S’il devient évident à deux ans de la Révolution que la grandeur et la majesté de la reine ne touchent plus le cœur des Français, on peut se demander si l’engouement du public pour l’image d’Elisabeth et sa fille en tendre madone laïque ne repose pas sur un malentendu. Certes, Elisabeth Vigée Le Brun est la première artiste française à se peindre avec sa fille et si elle peut se payer le luxe d’exalter publiquement sa féminité c’est probablement parce que la maternité n’est pas pour elle synonyme d’exclusion de la Cité.

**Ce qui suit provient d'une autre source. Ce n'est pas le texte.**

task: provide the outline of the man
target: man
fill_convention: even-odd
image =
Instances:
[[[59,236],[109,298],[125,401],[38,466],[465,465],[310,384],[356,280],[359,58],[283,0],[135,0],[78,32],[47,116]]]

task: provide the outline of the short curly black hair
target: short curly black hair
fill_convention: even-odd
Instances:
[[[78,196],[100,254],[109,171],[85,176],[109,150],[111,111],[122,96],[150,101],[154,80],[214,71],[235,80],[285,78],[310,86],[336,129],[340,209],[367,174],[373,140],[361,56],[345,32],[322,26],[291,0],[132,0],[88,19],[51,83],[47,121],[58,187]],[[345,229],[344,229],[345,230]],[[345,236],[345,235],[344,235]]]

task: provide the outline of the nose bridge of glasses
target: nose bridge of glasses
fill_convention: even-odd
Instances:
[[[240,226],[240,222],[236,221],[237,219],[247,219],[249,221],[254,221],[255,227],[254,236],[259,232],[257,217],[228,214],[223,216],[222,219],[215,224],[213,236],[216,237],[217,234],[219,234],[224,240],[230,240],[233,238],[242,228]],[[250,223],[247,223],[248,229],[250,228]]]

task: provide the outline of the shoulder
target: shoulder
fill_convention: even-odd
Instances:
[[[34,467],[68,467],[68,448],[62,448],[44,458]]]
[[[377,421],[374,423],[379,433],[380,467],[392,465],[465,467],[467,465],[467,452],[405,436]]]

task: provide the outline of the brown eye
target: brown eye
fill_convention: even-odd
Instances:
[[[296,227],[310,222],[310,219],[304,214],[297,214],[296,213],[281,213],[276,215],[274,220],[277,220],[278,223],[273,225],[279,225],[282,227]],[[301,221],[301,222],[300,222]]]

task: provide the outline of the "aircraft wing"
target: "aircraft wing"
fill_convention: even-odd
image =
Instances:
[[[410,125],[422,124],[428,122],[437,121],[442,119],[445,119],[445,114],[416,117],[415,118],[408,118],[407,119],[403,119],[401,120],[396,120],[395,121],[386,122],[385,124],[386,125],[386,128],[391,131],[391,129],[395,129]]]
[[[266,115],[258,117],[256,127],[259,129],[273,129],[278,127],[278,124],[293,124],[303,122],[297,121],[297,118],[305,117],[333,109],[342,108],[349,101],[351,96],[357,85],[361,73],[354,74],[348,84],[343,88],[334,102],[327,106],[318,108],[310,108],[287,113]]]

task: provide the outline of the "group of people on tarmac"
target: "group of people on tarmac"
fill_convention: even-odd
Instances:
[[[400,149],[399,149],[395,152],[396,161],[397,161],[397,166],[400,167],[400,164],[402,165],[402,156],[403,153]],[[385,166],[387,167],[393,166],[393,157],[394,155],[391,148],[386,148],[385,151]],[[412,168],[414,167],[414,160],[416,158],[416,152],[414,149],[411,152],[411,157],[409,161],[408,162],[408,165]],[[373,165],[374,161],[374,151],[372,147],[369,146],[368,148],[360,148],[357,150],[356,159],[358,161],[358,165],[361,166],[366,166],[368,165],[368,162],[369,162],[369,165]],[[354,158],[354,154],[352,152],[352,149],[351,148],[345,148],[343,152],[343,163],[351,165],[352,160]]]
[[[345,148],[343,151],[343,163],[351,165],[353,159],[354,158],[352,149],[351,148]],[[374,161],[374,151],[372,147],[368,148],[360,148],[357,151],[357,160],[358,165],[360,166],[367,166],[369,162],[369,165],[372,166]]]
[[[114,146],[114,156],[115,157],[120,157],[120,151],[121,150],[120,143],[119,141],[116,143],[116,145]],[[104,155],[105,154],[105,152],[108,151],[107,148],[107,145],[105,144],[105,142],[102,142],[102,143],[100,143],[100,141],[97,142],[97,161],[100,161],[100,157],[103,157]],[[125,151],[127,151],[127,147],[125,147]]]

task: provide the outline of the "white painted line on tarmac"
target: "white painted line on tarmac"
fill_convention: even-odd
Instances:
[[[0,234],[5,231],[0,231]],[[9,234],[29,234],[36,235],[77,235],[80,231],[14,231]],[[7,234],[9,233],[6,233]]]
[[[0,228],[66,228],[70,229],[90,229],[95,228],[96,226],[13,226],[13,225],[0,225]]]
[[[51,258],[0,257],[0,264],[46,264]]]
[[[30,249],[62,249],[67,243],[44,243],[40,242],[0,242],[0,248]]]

Sa difficulté a montrer la reine en mère est symptomatique du fait que la maternité ne constitue pas un élément de pouvoir féminin dont les femmes pourraient se réclamer comme d’une "gloire". Chez elle, la fécondité ne se situe pas du côté du biologique, comme le penseront les révolutionnaires à propos des femmes, mais du symbolique, c’est-à-dire de l’œuvre créatrice elle-même. Cela est si vrai que dans l’autoportrait qu’elle exécutera en 1790 pour la galerie des Offices de Florence, elle renversera les hiérarchies sociales en se montrant pour la première fois en train de peindre Marie-Antoinette. Mais cette fois-ci ce n’est pas la reine qui est dans la lumière. C’est l’artiste. Et l’on voit cette chose étonnante : l’ombre de son bras se porter sur l’esquisse du portrait de la reine, comme pour affirmer au sein même de la tourmente révolutionnaire l’immortalité de l’art face au pouvoir politique. D’ailleurs, dans ses Souvenirs, elle ne qualifiera jamais Marie-Antoinette de "gloire de notre sexe". Elle réserve cette expression à deux femmes qu’elle rencontra au cours de ses douze années d’exil : la peintre suisse Angelica Kaufman et l’impératrice Catherine II. En digne femme des Lumières Elisabeth Vigée Le Brun ne pense pas que donner un héritier (mâle) au trône de France constitue une gloire particulière. En revanche peindre ou gouverner un pays, voilà qui contribue à la glorification de notre sexe.
Publié dans : 1789-1799 : combats de femmes - La Révolution exclut les citoyennes, dirigé par Evelyne Morin-Rotureau, Autrement, 2003.